We had a long chat and there was of course a lot to talk. Yet the one thing he just didn’t speak out loud was the why? The elusive question which should have explicitly brought out the reason for his visit. I knew something was up but then I couldn’t be the one to prod. Now now could I? Of course if it was my mother she would have said yes. because that’s how she is. She doesn’t wait for people to get comfortable, she in fact ensures they don’t.

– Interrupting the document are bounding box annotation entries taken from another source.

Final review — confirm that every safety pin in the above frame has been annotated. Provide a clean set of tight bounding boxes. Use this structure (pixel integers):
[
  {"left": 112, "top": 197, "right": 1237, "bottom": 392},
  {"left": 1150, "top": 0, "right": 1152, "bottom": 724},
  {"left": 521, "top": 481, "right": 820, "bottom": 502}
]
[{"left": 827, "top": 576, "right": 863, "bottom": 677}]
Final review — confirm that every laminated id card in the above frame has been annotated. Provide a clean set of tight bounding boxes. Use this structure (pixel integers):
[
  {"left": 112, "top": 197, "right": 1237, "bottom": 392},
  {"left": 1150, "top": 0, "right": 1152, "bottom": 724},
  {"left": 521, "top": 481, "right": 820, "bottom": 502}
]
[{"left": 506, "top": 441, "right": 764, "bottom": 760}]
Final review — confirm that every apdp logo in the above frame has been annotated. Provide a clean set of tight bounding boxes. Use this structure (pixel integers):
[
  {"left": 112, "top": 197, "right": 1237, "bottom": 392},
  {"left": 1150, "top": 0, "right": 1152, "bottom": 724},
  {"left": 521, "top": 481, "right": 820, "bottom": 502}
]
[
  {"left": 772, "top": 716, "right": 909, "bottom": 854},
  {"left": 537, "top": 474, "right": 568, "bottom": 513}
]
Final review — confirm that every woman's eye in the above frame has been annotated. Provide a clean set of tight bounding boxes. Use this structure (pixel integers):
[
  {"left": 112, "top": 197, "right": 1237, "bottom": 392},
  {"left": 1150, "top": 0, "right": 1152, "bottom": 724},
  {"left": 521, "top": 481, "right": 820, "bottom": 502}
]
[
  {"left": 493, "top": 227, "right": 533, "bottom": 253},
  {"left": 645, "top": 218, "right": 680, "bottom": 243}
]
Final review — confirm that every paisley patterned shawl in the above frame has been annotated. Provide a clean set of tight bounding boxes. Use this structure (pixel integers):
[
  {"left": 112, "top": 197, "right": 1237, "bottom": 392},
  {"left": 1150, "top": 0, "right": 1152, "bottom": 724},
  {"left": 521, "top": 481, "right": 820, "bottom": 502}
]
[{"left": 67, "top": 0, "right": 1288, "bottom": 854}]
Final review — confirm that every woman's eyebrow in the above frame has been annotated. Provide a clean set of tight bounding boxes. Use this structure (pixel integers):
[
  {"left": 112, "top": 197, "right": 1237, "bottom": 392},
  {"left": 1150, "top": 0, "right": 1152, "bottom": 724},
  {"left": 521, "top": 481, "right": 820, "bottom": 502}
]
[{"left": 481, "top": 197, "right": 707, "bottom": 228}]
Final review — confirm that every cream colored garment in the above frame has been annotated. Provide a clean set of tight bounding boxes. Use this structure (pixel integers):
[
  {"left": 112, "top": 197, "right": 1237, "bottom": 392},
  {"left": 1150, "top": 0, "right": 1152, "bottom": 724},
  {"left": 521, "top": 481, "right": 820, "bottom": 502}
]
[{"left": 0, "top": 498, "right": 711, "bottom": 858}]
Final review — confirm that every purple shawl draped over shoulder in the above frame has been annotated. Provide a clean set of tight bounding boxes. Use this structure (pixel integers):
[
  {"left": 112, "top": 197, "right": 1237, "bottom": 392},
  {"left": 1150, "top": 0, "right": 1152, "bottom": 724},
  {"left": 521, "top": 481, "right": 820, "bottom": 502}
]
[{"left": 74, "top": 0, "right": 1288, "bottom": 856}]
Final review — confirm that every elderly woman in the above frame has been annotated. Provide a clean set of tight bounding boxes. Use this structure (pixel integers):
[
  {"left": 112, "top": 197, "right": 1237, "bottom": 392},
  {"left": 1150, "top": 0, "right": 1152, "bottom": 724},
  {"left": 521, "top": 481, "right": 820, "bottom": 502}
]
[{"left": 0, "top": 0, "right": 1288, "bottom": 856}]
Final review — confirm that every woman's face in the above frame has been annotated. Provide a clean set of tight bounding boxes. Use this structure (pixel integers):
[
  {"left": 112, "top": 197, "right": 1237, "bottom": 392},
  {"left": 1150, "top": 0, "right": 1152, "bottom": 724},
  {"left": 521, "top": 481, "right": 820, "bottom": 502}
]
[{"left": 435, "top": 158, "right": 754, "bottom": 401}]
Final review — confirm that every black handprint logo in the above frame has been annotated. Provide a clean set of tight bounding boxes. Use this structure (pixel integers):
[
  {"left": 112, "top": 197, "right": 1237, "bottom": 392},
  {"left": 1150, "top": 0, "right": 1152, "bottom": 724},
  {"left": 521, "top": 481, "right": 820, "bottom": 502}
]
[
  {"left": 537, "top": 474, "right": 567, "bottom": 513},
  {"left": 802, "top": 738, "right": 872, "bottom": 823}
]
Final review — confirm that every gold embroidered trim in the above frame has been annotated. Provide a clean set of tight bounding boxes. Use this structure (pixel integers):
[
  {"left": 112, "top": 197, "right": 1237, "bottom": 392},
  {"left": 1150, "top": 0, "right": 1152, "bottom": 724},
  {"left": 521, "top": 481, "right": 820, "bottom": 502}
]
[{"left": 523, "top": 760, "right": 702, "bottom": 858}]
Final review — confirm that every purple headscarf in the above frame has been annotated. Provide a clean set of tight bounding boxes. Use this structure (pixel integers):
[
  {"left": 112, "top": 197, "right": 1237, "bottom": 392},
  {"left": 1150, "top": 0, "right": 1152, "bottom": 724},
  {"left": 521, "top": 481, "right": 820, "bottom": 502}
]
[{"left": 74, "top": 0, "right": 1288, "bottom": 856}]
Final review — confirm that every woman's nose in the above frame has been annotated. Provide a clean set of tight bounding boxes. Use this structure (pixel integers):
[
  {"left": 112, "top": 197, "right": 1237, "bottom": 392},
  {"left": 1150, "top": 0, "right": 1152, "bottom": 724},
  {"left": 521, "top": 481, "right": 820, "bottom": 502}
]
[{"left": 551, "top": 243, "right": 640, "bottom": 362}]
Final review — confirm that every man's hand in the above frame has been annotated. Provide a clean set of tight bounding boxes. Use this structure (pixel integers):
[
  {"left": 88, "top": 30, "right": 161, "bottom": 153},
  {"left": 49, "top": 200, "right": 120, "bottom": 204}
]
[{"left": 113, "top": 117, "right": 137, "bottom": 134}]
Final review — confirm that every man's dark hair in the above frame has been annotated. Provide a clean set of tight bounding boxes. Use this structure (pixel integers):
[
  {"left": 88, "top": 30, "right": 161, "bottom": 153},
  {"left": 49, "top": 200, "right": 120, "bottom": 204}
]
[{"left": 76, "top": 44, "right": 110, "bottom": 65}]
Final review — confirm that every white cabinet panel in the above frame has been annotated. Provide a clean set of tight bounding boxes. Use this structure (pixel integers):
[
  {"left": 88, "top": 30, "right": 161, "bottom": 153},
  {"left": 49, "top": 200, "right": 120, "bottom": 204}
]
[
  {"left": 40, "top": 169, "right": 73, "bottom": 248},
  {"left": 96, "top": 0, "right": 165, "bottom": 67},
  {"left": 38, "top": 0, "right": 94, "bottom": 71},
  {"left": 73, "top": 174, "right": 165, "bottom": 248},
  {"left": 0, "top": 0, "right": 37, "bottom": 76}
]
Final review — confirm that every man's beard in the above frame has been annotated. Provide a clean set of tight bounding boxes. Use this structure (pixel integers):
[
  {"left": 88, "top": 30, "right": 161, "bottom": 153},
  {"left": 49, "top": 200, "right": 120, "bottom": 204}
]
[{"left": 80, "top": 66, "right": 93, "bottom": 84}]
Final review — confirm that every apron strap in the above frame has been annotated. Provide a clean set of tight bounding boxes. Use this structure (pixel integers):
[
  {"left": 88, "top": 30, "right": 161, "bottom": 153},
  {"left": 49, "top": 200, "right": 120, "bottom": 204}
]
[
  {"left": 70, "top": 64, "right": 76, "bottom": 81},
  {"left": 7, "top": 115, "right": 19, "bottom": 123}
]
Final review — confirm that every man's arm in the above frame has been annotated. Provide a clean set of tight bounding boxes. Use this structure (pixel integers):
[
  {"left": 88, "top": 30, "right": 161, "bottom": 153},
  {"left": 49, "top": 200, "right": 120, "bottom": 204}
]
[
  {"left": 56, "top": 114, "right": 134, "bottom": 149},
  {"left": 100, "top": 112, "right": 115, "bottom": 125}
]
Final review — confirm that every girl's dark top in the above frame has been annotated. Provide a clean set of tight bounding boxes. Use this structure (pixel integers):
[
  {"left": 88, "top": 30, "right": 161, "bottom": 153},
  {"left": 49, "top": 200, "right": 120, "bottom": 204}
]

“Kya hua kyun aaye ho?” such questions to unsuspecting (unwanted) guests.

In our case the comfort was slightly uncomfortable and the paradox of this situation of course was because he didn’t know how to  tell me the purpose of his visit. Now one may ask me how I was so sure that he had an agenda for the trip but then I would smartly answer back how a man with his ego and a woman with her intuition can never go wrong.

Look how pretty his eyes are, I wondered. The soft lips speaking about places from afar. Of course he hasn’t visited Sweden but then his friend had and lets not judge him on such trivial matters. He is good at sports too and then that time he stood tenth in hundred metres boy how proud I was.

I watched him go on and on about Sweden and then Paris and then Venice, all apparently halts of his friend’s world tour. He looked so happy talking about it all. I was just plain dumb euphoric to be sitting there in front of him watching him speak. Speak through this wondrous mouth, etching expressions so vividly on that ever so innocently handsome face.

When had I come to know about it? I guess last Summer. Yes it was last summer. He had walked in and looked so wondrously pretty and me all of sixteen had lost my heart for the first time ever on someone. There was no looking back from then. Not just for me but for him too. That summer he visited our house a total of eighty times in two months. How can I be so sure of the number? Of course I maintain a love journal. Do you not hear me? It is my first love. The first ever, ever so lasting one.

For a while my heart stopped beating, not because he is so recklessly handsome but because mum had arrived in the room. Now I know he won’t stay around here for long, before we both can say hello to her she would be out with her queries.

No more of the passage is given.